Paul McCartney's McCartney III: What You Need To Know
On Friday last week (December 18), the one and only Sir Paul McCartney delivered a new album which not only takes his post-Beatles album tally to 18 (not including various side projects and collaborations), but also completes a trilogy of eponymous solo LPs that began its long journey a little over half a century ago.
Released just one week after it was finally announced in public that The Beatles were no more, his self-titled solo debut McCartney made its arrival in April 1970, having been recorded in lo-fi fashion at home (and unbeknownst to his erstwhile bandmates) on a 4-track machine, with McCartney playing all of the instruments himself by overdubbing each part.
These days, that approach to making a record is by no means unusual, as recently proved by the string of self-created albums released during the lockdown months of a cursed 2020 by the likes of Charli XCX and Taylor Swift. But it speaks to a restless creativity and a thirst for experimentation that has characterised much of McCartney's solo career, especially when he works alone, as he did on his debut's spiritual successor McCartney II in 1980 and on other, more recent albums such as 2007's Memory Almost Full.
Some 40 years on from that second instalment, the former Beatle and all-round national treasure returns to complete the hat-trick with a brand new album, McCartney III. Here's everything you need to know...
A little background...
McCartney began working on the album at his Sussex studio during the early months of the year, describing a very relaxed approach in an interview with Louder: "Each day I’d start recording with the instrument I wrote the song on and then gradually layer it all up; it was a lot of fun. It was about making music for yourself rather than making music that has to do a job. So, I just did stuff I fancied doing. I had no idea this would end up as an album."
But end up an album it did, and after initially teasing the new project in October, McCartney III made its slightly delayed arrival in stores on Friday.
Who's producing it?
For the most part, the new album is self-produced, with McCartney once again playing all instruments, although there are a couple of exceptions.

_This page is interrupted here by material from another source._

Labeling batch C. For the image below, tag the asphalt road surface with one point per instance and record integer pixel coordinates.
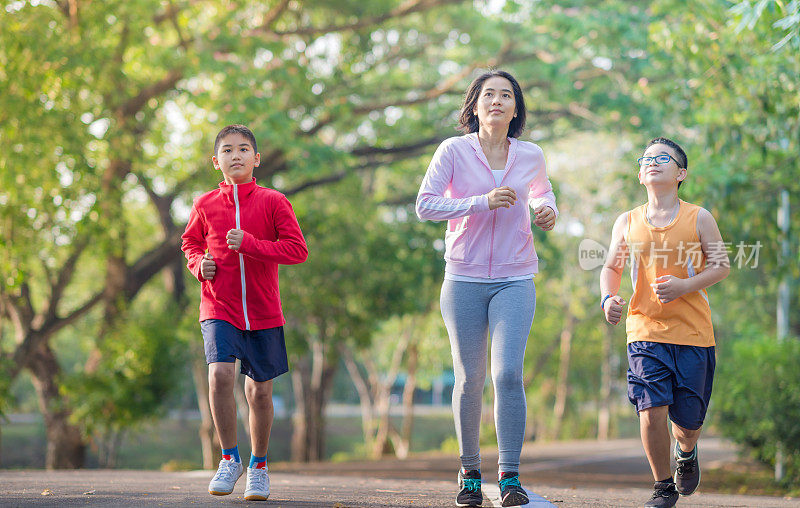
(581, 474)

The album's seventh track 'Slidin'' is a collaboration with producer and human hit machine Greg Kurstin, while the album's closer 'Winter Bird / When Winter Comes' is a resurrected and reworked version of a track first recorded with the late, great George Martin, who earns a posthumous credit here as co-producer.
Any special guests?
Aside from guest musicians Rusty Anderson and Abe Laboriel Jr., both longtime members of McCartney's touring band who add guitars and drums, respectively, to 'Slidin''. Other than that, it's McCartney all the way.
What does it sound like?
As you'd guess from the quote above, McCartney clearly had a tremendous amount of fun making this record, and it shows. 'Slidin' is undoubtedly one of the album's most immediate highlights and no doubt Greg Kurstin deserves credit for his input, but it's by no means the only standout and as far as the rest of the album goes, McCartney III presents a strong argument for the idea that the former Beatle is at his best when he's left alone to do exactly what he wants.
From the folk-influenced, rambling stomp of (almost) instrumental opener, 'Long Tailed Winter Bird' to the gentle, psychedelic dreamscape of eight-minute deep cut 'Deep Deep Feeling', the new album's best moments are the ones in which McCartney really allows his mind to drift into more experimental territory.
Does it deliver?
It's not as if Paul McCartney's musical talents are news to anyone, but very few of his peers have survived as long and fewer still have retained the urge to experiment and create in new ways with quite so much vigour and vitality.
At this point, it's fairly obvious that he isn't going to stop. Ever. And if this is the standard he's still capable of reaching, why on Earth should he?